CHILDHOOD, “Universal High” (Marathon Artists, 2017)


Tornano nel caldissimo luglio 2017 i Childhood, a tre anni di distanza da un album da noi incensato come “Lacuna” e – me l’immagino io – dopo l’ascolto di tonnellate di Long Playing recuperati dagli anni 80 in giù. Nel nuovo “Universal High” la buona qualità generale dei brani resiste, semmai il giovane quartetto li correda di arrangiamenti più caldi e patinati: un’arma a doppio taglio che presuppone da un lato il desiderio di realizzare musica pop ad ampio respiro, spingendosi oltre i propri limiti, dall’altro il rischio di suonare alle volte troppo datati e/o monocordi.
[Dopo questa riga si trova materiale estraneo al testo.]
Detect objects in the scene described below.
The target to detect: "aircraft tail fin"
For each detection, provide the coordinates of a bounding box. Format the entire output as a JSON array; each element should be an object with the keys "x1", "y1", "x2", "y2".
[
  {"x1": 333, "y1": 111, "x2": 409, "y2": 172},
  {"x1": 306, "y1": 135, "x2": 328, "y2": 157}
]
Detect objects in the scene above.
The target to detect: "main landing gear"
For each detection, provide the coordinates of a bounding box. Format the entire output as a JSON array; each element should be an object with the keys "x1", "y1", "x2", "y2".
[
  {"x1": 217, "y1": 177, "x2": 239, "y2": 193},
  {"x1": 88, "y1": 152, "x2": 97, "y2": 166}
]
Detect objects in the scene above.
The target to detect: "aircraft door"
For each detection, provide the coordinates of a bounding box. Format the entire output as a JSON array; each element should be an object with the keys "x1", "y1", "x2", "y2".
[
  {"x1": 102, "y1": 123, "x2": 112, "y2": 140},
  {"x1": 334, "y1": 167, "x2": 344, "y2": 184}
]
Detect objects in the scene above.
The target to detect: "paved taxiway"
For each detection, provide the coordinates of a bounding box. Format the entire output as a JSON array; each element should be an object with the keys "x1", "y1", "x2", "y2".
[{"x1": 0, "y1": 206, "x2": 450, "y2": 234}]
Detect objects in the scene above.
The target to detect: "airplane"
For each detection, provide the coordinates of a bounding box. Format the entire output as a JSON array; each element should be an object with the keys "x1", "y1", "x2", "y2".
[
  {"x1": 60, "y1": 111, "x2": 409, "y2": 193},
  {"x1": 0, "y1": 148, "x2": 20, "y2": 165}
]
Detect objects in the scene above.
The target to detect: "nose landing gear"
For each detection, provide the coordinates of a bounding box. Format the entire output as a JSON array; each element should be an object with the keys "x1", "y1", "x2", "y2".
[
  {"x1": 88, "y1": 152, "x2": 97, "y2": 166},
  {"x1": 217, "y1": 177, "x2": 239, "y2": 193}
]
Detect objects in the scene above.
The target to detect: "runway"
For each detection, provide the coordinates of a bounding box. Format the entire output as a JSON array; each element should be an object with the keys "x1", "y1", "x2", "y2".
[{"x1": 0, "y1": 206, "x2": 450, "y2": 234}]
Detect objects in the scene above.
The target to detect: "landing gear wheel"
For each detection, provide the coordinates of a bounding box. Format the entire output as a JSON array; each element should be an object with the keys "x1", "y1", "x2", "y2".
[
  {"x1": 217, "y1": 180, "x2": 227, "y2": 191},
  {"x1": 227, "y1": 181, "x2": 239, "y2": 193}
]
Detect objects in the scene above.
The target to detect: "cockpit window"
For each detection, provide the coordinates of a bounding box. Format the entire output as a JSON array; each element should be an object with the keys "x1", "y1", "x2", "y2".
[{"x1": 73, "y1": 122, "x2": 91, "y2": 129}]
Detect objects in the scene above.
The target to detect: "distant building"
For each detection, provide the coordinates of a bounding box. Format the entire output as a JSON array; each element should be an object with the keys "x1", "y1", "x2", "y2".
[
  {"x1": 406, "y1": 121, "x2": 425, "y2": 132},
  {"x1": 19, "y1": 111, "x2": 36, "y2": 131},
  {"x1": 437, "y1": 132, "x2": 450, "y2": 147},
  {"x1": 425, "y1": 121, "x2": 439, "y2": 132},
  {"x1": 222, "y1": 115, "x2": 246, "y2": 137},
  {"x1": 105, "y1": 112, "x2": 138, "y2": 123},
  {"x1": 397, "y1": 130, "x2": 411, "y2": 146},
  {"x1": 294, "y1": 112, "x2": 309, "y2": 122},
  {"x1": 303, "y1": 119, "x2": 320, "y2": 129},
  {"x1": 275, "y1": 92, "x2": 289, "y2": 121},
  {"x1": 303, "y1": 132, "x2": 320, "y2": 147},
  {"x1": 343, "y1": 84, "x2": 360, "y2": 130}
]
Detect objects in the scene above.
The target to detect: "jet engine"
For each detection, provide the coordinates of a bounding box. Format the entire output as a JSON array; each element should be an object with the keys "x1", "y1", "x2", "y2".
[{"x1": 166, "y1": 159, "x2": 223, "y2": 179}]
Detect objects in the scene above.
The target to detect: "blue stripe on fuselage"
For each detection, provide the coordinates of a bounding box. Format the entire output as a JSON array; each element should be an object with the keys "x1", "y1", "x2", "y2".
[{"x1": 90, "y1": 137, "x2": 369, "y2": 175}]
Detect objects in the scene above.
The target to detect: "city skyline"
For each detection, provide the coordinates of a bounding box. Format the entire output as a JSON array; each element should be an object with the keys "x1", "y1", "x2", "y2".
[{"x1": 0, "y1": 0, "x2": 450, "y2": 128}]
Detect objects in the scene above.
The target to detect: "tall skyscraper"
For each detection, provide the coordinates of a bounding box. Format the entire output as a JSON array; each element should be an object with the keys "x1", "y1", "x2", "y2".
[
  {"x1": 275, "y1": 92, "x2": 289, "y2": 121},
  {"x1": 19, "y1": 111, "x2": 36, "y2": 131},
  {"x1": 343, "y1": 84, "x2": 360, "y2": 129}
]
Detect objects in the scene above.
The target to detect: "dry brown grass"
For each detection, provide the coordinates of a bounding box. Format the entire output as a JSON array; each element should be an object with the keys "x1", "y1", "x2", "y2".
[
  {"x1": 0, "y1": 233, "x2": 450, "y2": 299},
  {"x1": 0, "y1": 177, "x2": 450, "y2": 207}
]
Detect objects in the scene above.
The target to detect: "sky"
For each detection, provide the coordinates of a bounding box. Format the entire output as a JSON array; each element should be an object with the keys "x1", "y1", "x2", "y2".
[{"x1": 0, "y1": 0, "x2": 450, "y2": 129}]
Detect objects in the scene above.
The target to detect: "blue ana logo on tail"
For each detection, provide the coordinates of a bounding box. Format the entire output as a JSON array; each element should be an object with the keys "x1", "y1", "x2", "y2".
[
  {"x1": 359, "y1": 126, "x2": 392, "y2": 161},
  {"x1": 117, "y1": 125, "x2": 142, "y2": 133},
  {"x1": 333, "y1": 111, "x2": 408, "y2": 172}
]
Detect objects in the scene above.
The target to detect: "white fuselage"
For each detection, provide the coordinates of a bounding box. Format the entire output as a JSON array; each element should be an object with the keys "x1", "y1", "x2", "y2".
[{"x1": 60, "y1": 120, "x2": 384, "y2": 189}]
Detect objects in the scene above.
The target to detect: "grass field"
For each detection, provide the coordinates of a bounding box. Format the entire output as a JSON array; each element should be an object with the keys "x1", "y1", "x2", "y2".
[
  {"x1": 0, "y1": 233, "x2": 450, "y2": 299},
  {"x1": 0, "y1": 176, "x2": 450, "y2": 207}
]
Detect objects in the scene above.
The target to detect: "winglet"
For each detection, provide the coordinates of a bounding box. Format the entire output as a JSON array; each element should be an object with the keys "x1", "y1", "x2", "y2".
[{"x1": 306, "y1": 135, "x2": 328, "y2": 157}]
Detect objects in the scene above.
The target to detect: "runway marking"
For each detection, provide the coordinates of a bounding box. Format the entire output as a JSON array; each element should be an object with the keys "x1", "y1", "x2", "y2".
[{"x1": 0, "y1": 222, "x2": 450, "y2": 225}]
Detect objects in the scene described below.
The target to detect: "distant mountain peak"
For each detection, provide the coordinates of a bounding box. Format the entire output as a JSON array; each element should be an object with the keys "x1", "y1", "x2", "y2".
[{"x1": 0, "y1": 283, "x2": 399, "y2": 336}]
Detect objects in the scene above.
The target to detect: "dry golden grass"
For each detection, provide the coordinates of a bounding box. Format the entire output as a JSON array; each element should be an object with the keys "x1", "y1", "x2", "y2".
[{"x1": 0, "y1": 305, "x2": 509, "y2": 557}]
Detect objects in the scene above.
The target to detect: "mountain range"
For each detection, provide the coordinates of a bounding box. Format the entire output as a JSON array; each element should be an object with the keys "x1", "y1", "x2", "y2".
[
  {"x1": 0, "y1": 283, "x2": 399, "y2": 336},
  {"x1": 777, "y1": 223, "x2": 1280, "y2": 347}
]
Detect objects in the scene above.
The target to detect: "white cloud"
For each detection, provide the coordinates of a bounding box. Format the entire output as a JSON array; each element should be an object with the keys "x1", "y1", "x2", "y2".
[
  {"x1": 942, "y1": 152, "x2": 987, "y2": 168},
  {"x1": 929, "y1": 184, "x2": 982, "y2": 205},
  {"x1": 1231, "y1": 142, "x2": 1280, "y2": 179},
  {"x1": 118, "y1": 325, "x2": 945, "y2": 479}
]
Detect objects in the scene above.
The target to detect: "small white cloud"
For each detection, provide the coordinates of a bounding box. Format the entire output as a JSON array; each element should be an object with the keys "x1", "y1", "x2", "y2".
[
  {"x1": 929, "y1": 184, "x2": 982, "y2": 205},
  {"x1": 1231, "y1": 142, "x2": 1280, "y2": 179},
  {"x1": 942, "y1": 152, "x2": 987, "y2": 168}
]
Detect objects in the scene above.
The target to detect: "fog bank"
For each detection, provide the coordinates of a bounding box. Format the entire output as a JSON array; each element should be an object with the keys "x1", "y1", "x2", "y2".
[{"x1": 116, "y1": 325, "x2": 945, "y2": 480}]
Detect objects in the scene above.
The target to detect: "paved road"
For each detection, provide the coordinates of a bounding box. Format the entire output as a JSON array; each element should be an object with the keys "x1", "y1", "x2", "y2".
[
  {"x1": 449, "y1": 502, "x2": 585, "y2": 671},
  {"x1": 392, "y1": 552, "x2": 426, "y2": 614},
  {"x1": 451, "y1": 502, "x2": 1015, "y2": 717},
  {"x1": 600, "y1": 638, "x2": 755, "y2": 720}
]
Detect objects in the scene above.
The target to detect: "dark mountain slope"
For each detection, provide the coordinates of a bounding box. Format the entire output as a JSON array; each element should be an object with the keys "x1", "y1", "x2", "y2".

I singoli usciti esemplificano al meglio il nuovo corso groovy (e radio friendly) della band di Ben Romans-Hopcraft, che mai come oggi presta la sua voce alla causa quale strumento virtuoso e pregno di romanticismo. “Californian Light” è funk bianco, blue-eyed soul, una canzone fatta apposta per l’estate e i cocktail in spiaggia. Un orecchio all’hypnagogic pop (il Toro Y Moi di “Underneath The Pine”) come rimarcato dal nostro Paolo Bardelli in sede di presentazione di “Cameo”, ma anche agli Style Council e a Joe Jackson nella pianistica title track. Fanno capolino addirittura i fiati in “Don’t Have Me Back”, northern soul aggiornato ai tempi moderni quasi in risposta a questo pezzone dei Saint Etienne dall’ultimo “Home Counties”. Solo discreta l’apertura corale di “A.M.D”; “Melody Says” infine si guadagna la palma di traccia più audace e intellettuale, con il suo mix di atmosfere tra David Sylvian e Roxy Music.

Il secondo lavoro dei Childhood mette da parte le chitarre indie di una “Solemn Skies” a favore di un mood ampolloso e vintage che però rischia di annoiare – come in “Understanding”. Tuttavia ci sono momenti di “Universal High” in cui non difettano di coraggio, ed è qui che li preferisco: si ascolti la penultima traccia “Nothing Ever Seems Right”, il migliore trait d’union con l’esordio del 2014. Distinguiamo di nuovo la lezione degli Stone Roses nella chitarra jangle e un pò psichedelica, mentre l’esplosivo chorus sembra rubato ai Duran Duran periodo “Rio”. Completano il tutto una linea di basso da capogiro e l’assolo di sax nel caustico finale di tastiere. Non resta che attendere il terzo album per chiarirci le idee su cosa i Childhood vorranno fare da grandi.